When I took the job as the principal of my school, I knew that every day would bring a unique host of challenges. Knowing this in the abstract and living the actual reality are not one in the same. Three years in, even after the toughest of days, I can say with a grin or a bewildered shrug, “I am never bored.” Whether silly or serious, the following these 12 surprising school admin roles enrich the climate and culture of our schools.
1. Swine Kisser
I love pigs! So when I was given the chance to kiss a pig in celebration of meeting our Jump Rope for Heart goal, I leapt at the opportunity. I had visions of an adorable teacup pig in a tutu. What I got was a huge, smelly, squealing hog. Still, a deal is a deal and all you can do is put on your red lipstick and pucker up.
Hey, if it makes the kids laugh, why stop at kissing a pig? Sometimes dressing up in a funny costume is on the agenda.
There is always an excuse to dance at school. If you don’t believe me, go visit a kindergarten classroom.
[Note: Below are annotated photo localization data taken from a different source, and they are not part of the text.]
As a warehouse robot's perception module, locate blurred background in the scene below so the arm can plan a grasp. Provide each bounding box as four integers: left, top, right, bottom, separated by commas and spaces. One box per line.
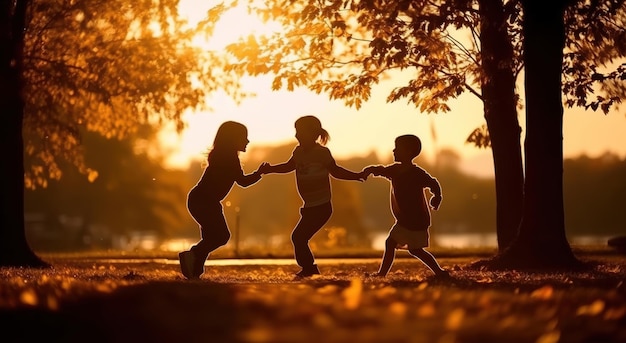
25, 0, 626, 256
25, 132, 626, 256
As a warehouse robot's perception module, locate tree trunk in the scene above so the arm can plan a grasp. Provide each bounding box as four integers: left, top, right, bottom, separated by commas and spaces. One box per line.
0, 0, 48, 267
479, 0, 524, 251
494, 0, 581, 270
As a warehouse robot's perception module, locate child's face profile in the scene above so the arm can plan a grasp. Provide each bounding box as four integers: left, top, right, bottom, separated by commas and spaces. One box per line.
296, 126, 319, 145
235, 132, 250, 152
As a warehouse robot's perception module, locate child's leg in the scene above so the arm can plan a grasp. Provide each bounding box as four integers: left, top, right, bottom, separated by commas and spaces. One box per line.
409, 249, 446, 275
378, 236, 398, 276
291, 203, 333, 268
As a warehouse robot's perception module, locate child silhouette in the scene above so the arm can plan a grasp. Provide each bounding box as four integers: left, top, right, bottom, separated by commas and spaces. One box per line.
178, 121, 263, 279
259, 116, 366, 277
363, 135, 449, 277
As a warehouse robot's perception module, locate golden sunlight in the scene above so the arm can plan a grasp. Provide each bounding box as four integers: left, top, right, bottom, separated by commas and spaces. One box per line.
159, 0, 626, 176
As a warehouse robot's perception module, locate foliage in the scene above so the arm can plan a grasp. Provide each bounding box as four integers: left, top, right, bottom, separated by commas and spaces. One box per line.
25, 126, 190, 250
563, 0, 626, 114
228, 0, 626, 142
23, 0, 239, 188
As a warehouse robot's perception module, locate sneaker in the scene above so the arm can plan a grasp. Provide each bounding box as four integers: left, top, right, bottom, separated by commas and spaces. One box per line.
296, 264, 320, 277
178, 251, 197, 279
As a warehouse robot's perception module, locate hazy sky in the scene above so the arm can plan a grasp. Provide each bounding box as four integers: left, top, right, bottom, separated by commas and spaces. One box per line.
163, 0, 626, 175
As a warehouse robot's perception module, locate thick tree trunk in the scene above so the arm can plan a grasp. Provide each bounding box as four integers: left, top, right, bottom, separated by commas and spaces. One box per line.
479, 0, 524, 251
0, 0, 47, 267
486, 0, 580, 270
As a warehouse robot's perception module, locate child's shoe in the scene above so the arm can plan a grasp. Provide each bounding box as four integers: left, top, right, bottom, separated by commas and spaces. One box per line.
296, 264, 320, 278
178, 251, 199, 279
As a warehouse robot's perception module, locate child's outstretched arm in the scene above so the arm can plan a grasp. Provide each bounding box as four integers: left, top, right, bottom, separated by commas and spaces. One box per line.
362, 165, 385, 176
259, 158, 296, 174
428, 178, 443, 210
235, 162, 267, 187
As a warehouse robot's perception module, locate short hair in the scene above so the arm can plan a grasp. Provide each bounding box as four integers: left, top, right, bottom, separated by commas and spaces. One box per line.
294, 115, 330, 145
396, 135, 422, 157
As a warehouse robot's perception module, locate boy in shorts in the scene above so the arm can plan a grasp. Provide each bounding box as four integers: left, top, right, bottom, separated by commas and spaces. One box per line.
363, 135, 449, 278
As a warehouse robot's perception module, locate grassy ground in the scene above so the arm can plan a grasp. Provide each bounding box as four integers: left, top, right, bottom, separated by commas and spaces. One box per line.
0, 249, 626, 343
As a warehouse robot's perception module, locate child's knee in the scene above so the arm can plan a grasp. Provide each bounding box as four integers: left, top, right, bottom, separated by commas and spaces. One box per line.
409, 248, 426, 257
385, 237, 398, 249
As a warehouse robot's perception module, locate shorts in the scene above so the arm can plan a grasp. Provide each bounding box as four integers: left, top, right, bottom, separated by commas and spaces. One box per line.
389, 224, 430, 249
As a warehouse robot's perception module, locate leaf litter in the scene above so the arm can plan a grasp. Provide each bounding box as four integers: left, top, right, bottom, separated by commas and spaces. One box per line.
0, 251, 626, 343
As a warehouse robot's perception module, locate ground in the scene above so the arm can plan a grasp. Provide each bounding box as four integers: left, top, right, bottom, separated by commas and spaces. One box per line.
0, 250, 626, 343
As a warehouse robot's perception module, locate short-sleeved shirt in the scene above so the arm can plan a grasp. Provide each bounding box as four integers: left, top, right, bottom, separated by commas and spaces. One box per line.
381, 163, 439, 230
292, 144, 335, 207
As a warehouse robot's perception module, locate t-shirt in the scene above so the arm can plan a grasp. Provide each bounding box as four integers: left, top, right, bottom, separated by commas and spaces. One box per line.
381, 163, 439, 230
292, 144, 335, 207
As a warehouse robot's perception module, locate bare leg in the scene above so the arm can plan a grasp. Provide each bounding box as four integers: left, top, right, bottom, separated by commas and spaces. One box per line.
378, 237, 398, 276
409, 249, 447, 275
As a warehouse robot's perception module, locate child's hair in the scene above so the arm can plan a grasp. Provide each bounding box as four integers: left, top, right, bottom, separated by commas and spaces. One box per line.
208, 120, 248, 161
295, 116, 330, 145
396, 135, 422, 157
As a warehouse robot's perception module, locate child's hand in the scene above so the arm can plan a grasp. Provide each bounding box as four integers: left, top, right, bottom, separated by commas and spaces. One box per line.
257, 162, 271, 174
361, 166, 382, 176
430, 195, 443, 210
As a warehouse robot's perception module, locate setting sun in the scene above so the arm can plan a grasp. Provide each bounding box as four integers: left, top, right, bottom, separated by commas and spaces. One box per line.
161, 0, 626, 176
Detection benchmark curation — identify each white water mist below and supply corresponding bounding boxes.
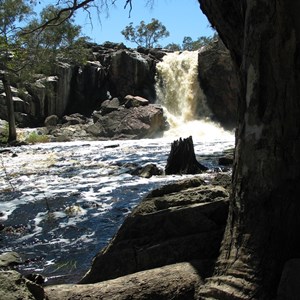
[156,51,232,139]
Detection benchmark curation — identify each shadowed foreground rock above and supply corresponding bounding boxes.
[0,271,45,300]
[80,178,229,283]
[45,258,203,300]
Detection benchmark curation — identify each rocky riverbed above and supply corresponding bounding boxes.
[0,132,233,282]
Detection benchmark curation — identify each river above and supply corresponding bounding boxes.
[0,49,234,283]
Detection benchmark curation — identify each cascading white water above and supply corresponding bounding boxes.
[155,51,232,140]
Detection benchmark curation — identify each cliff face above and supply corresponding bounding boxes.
[198,40,239,129]
[0,43,236,127]
[67,44,157,115]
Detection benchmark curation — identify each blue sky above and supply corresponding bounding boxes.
[72,0,213,47]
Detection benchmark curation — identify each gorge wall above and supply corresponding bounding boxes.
[0,42,238,128]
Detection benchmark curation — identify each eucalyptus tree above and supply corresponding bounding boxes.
[0,0,32,141]
[0,0,88,142]
[121,18,170,48]
[199,0,300,299]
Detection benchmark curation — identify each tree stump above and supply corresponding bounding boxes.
[165,136,207,175]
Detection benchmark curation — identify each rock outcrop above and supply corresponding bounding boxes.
[0,271,46,300]
[45,258,203,300]
[0,42,238,128]
[198,40,239,129]
[87,98,166,139]
[81,178,229,283]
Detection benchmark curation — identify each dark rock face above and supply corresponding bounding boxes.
[198,40,239,129]
[45,261,205,300]
[81,178,229,283]
[87,105,165,139]
[67,44,157,115]
[0,42,238,128]
[0,271,46,300]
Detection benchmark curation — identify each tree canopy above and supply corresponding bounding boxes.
[121,19,170,48]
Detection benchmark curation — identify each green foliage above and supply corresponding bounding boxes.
[182,34,217,51]
[165,34,218,51]
[0,123,9,144]
[25,131,49,144]
[165,43,181,51]
[121,19,170,48]
[19,5,89,75]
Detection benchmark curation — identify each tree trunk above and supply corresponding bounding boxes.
[1,74,17,142]
[165,136,207,175]
[199,0,300,299]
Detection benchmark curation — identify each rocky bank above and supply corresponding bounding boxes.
[0,42,238,134]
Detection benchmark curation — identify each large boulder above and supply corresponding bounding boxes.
[81,178,229,283]
[198,40,239,129]
[87,105,165,139]
[45,261,205,300]
[108,50,156,101]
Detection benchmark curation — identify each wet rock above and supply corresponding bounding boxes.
[198,40,239,129]
[276,258,300,300]
[62,113,88,126]
[45,261,207,300]
[44,115,59,127]
[81,179,229,283]
[124,95,149,108]
[99,97,121,115]
[87,105,165,139]
[0,271,46,300]
[25,273,46,285]
[219,155,233,166]
[0,252,23,268]
[211,173,231,191]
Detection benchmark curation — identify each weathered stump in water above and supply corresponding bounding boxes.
[165,136,207,175]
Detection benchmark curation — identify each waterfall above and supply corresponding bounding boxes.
[155,51,231,139]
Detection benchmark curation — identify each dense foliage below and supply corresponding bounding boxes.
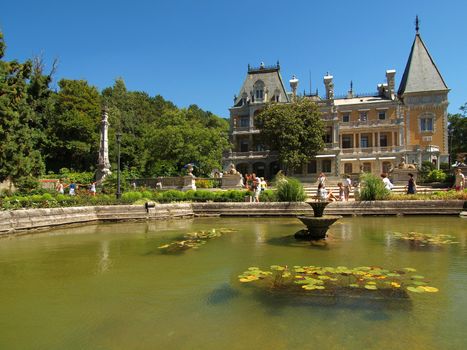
[275,176,306,202]
[0,190,276,210]
[448,103,467,164]
[255,99,325,170]
[0,32,229,189]
[359,173,390,201]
Sometimes the custodian gets sick and goes home with a fever. When that happens, you roll up your sleeves and assist with lunch service and trash disposal. Lesson learned from this is to always have a change of clothes on hand because it will most likely happen on a day when a VIP visit is scheduled.
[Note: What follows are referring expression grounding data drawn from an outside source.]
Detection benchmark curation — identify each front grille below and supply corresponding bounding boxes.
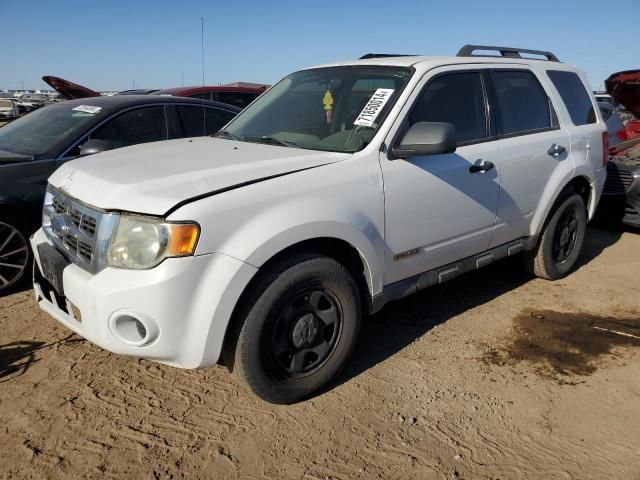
[43,188,112,272]
[603,162,633,195]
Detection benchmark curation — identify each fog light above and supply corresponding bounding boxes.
[109,311,158,347]
[67,300,82,322]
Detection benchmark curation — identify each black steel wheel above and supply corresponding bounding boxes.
[551,209,578,263]
[0,220,31,292]
[524,193,587,280]
[268,286,342,376]
[223,252,360,403]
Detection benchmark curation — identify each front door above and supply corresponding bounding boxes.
[381,67,500,284]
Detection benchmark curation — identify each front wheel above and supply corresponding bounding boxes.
[525,194,587,280]
[0,214,31,295]
[223,253,360,404]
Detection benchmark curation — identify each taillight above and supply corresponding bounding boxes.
[602,132,609,167]
[616,127,627,142]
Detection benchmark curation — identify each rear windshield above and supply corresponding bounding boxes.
[0,102,106,156]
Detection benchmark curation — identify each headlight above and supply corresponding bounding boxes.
[107,215,200,270]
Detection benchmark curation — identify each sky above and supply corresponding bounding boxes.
[0,0,640,90]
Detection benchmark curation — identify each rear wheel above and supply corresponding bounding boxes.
[223,253,360,403]
[525,194,587,280]
[0,214,31,294]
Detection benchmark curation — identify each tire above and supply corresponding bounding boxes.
[223,253,360,404]
[524,194,587,280]
[0,212,33,295]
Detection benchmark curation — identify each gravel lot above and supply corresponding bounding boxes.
[0,228,640,480]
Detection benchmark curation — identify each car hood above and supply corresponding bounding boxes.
[49,137,350,215]
[42,75,100,100]
[605,70,640,118]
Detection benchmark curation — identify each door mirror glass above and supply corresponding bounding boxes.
[389,122,457,160]
[80,138,113,157]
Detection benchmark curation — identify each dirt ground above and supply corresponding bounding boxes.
[0,228,640,480]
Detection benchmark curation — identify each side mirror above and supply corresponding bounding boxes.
[389,122,457,160]
[80,138,113,157]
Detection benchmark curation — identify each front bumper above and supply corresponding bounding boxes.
[31,229,257,368]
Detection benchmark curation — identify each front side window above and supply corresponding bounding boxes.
[91,106,168,148]
[409,72,487,144]
[547,70,602,125]
[177,105,233,137]
[492,70,553,135]
[0,102,106,156]
[218,66,412,152]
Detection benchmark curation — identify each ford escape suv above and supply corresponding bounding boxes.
[31,46,607,403]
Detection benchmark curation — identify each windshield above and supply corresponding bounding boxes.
[222,66,412,152]
[0,103,105,156]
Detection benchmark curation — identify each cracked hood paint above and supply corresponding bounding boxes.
[49,137,351,215]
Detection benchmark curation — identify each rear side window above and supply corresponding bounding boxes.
[177,106,233,137]
[547,70,596,125]
[91,107,167,148]
[492,70,553,135]
[409,72,487,144]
On Halloween, we have “Storybook Character Day” and I took that as an opportunity to wear my daughter’s Mary Poppins costume. Well, when you end up chasing an escalated student in aforementioned costume, you may look like a bit of a headmaster and never be able to live it down. As I learned on lunch duty, always have a change of clothes on hand.
6. Guardian of the Parking Lot
One of the rites of passages as a school admin is to monitor the parking lot. Many a conflict can be both created and resolved in the parking lot.
7. Lord of the Lost and Found
I am not sure why, but it seems like anytime a student loses something they feel strongly that I will know where it is.
If the Keurig in the staff room breaks, you go buy another one. Keep the flow of caffeinated and chocolatey beverages strong.
Even if you are not athletically inclined (like me), you will end up coaching some sort of sport. I am pretty decent at pretending I know how to play volleyball.
If you are lucky enough, you will get some say in cosmetic projects at your site. Last year, our computer lab was redone. Picking out the wall and acoustic colors was a lot more fun than I expected, but proceed with caution and ask for input. You don’t want to be the sole person to blame if said colors are not pleasing to the majority.
11. Bean Counter
I can’t balance my own checkbook but will work to balance our school budget with the office manager (aka my superhero).
12. Animal Control
Everyone has a stray dog run on campus every now and again, am I right?